A popular slogan employed in complex systems theory is that 'complexity lies between order and randomness'. Coincidentally, this phrase might have been coined with the express purpose of describing Formula 1, 2011-style.

Consider the lapchart of a Grand Prix to be one expression of its complexity. With 24 cars on the grid, a lapchart consists of 24 inter-dependent histories. A Formula 1 lapchart is not so random that it can be described by a collection of random walks, but neither is it completely ordered, in the sense of being a simple function of the starting line-up. It is, rather, a complex data set, which lies between order and randomness.

But let's have a closer look at what the key terms here actually mean. In complex systems theory, order and randomness are generally defined in terms of Kolmogorov complexity. This defines the complexity of a data set to equal the length of the smallest computer program capable of generating that data as output.

Any data which contains some sort of regularity or pattern, can be generated by an algorithm, and the greater the regularity, the more concise the algorithm is capable of being. Ordered data sets, (such as 'Vettel-Webber-Alonso' repeated sixty times), can be generated by very simple algorithms, and therefore have the smallest Kolmogorov complexity.

It might seem strange to define complexity in terms of the size of a computer program, but the basic idea is that ordered things can be succinctly described, whereas complex things require a more lengthy description; defining this lengthiness in terms of the size of a computer program is simply a way of defining an absolute standard.

A data set which cannot be generated by a computer program smaller than the size of the data set itself, is deemed to be random. Such a data set contains no patterns or regularities.

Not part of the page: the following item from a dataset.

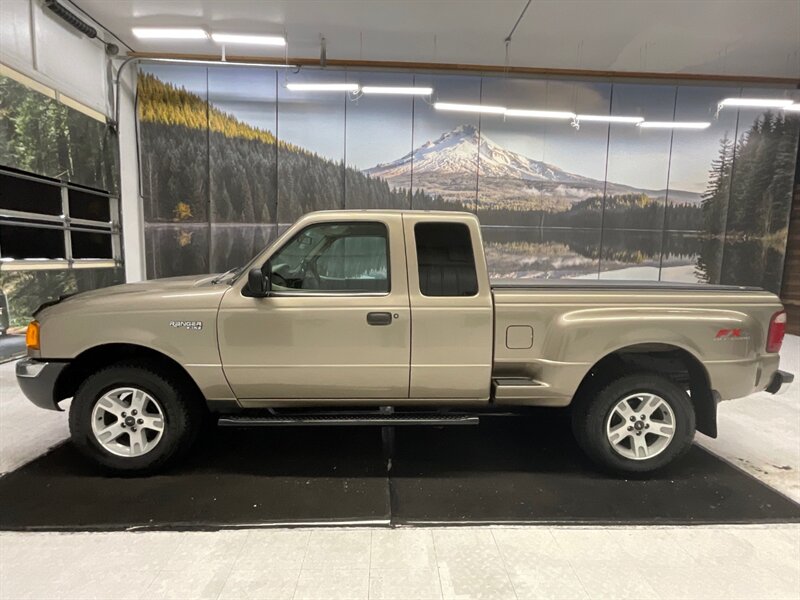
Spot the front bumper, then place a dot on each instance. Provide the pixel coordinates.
(37, 380)
(780, 382)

The program which generates it has to contain the data set in its explicit form, hence the size of the program cannot be smaller than the size of the data set.

Now, Ladyman, Lambert and Wiesner have argued that Kolmogorov complexity actually provides a poor definition of complexity because it assigns high complexity to random data sets. This, they argue, fails to respect the intuition that complexity should lie between order and randomness.

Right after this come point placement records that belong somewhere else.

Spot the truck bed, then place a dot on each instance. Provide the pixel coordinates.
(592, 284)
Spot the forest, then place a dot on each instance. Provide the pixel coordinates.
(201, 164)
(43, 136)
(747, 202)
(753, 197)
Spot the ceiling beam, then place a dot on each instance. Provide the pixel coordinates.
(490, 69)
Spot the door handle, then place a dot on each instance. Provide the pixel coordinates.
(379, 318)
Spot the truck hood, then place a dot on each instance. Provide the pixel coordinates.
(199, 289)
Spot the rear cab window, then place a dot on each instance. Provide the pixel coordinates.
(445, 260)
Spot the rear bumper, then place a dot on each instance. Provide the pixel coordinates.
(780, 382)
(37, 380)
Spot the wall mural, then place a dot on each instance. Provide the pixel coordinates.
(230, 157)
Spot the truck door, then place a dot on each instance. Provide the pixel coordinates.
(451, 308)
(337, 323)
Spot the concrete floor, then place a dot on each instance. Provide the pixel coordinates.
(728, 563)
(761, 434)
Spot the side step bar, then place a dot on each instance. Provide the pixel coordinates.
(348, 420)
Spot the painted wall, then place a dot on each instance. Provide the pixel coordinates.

However, whilst Ladyman et al proceed to consider other alternative definitions of complexity, it may be that for our purposes here, a simple qualification to the definition of Kolmogorov complexity will suffice.

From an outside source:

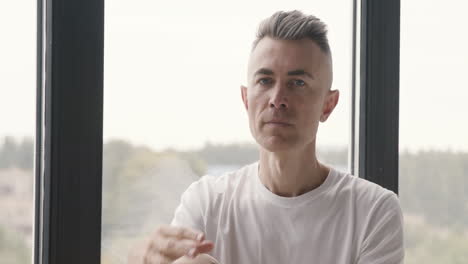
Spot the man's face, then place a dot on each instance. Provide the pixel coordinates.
(288, 93)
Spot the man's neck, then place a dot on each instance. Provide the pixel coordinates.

Let us assert that data sets come in two basic types: those which are algorithmically compressible, and those which are not. Let us define those which are incompressible to be random. For those data sets which are compressible, let us define their complexity to be measured by the length of the shortest computer program capable of generating them.

Thus, complexity as defined here is a property of compressible data sets. (Complex systems are another matter, outside the scope of this article). Ordered data sets have low complexity, random data sets have no complexity at all, and complex data sets lie between them.

In this sense we can say that a Formula 1 lapchart from 2011 is a complex data set, which lies between order and randomness, and a 2011 lapchart has greater complexity than a 2010 lapchart. In this context, the greater complexity could be measured by the greater word-count required to provide a complete description of the course of a race, and the greater length of time required to write such an account.